The young man flushed, and his brow contracted somewhat angrily.
“Take time to think it over,” he said quickly; “this is not your own heart that is speaking now. The seeds which that man, your clergyman, has been sowing in your heart have borne fruit. Religion is changing your whole nature. It is alienating you hopelessly from all to whom you are so dear; it is making you unjust, cruelly unkind, to yourself, but doubly so to others, under the shallow pretence that you are serving God!”
She did not interrupt him; but when he ceased, she put out her hand and said, quickly but firmly —
“Good night.”
“Good night,” he repeated. “It is so early, surely you are not going to-your room already? This is our last night together, remember.”
“I am so tired,” returned the girl, wearily. “I must get a good night’s rest, since I am to start early in the morning.”
“And you will not say another word?”
“I don’t know that there is anything more that I can say.”
“You are angry with me, Edith. Before you go, say at least that you forgive me.”
“I am not angry; indeed, I am glad you have spoken. I know now I should never have come here. I know I must never come again.”
So, without another word, they parted. Edith went up to her room. Walter sought his, and there he remained all the evening, sitting in the darkness, pondering over the unaccountable change which had taken place in the girl.
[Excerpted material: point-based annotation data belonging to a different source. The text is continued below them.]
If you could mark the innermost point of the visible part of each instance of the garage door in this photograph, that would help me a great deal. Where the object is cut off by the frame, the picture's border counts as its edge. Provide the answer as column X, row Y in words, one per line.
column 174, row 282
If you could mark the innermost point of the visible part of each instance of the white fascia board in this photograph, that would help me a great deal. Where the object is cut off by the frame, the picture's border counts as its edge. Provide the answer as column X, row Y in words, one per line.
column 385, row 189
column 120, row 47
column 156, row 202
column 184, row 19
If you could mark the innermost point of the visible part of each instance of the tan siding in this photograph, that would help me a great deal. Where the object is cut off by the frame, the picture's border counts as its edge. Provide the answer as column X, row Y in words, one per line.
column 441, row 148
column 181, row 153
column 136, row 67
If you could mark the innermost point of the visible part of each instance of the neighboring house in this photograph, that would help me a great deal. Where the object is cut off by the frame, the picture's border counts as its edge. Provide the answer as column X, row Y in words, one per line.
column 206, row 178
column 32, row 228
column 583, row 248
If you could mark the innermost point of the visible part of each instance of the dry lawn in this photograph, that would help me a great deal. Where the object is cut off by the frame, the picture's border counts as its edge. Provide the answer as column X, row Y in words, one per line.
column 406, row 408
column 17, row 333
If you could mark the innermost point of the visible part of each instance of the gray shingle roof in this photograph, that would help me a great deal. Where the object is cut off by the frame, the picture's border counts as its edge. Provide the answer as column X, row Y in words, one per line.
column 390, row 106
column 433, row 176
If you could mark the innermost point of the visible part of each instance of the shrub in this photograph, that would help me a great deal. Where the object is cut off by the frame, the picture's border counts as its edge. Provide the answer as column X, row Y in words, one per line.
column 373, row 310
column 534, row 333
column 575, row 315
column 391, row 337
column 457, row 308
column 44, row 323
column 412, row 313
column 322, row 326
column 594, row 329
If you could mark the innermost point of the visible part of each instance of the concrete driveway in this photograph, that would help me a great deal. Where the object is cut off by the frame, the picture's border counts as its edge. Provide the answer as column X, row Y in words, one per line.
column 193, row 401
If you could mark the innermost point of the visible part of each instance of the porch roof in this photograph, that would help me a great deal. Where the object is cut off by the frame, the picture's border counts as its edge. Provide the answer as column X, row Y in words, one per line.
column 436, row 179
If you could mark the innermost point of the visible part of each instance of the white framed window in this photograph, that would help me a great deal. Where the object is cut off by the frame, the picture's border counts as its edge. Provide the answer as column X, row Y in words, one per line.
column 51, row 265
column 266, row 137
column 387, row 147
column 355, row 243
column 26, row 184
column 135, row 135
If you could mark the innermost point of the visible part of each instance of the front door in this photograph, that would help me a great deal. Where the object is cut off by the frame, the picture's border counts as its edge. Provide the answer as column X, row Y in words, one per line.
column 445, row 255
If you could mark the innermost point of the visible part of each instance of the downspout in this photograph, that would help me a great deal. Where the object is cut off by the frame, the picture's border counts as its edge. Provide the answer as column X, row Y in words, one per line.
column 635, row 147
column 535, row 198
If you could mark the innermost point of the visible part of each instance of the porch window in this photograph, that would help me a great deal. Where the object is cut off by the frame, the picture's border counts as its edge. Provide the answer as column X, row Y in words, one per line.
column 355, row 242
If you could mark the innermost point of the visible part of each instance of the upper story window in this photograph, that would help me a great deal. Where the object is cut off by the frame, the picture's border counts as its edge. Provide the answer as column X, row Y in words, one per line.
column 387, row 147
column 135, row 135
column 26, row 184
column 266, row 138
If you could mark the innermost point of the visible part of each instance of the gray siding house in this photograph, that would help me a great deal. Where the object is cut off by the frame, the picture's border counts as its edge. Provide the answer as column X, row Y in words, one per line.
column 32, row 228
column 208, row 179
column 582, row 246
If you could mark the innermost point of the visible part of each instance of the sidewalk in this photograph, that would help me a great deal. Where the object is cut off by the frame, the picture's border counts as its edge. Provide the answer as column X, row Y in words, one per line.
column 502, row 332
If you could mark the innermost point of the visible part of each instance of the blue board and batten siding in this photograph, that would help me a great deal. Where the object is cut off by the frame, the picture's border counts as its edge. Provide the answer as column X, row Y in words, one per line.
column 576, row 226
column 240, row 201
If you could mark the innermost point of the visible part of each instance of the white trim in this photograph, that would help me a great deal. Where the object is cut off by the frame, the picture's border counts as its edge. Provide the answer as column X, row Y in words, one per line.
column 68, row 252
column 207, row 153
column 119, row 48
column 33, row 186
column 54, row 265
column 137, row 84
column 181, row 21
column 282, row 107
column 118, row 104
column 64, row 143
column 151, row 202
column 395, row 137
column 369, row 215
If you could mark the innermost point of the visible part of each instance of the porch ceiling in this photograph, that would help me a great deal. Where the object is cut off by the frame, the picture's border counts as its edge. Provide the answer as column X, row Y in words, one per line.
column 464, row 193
Yes, she was changed; but was it hopeless, and altogether unexpected? Might she not, with gentle care, be freed from this hateful influence of the Church? Walter believed that might be so. Already he seemed to see light through the cloud, and to trace the secret of this man’s influence over her. Edith was imaginative and highly fanatical; he had appealed to her imagination. Being a High Church clergyman, he had employed two powerful agents – colour and form. He had scattered the shrine at which she worshipped with soft and durable perfumes, and had set up sacred symbols; and he had said, “Kneel before these; cast down all your worldly wishes and earthly affections.” She, being intoxicated, as it were, had yielded to the spell. It was part of his plan, thought Walter, that she must neither marry nor form any other earthly tie; for was it not through her, and such as her, that his beloved Church was able to sustain its full prestige? The Church must reign supreme in her heart, as it had done in that of many another vestal; it was at the altar alone that her gifts of love and devotion must be burned. She must be sacrificed, as many others had been before her, and the Church would stand.
This was the young man’s true view of the case. He believed it, for he had learnt in his home to hate other worldliness; but though he fancied he saw the nature of the discord, he could not as yet perceive the directest means of cure.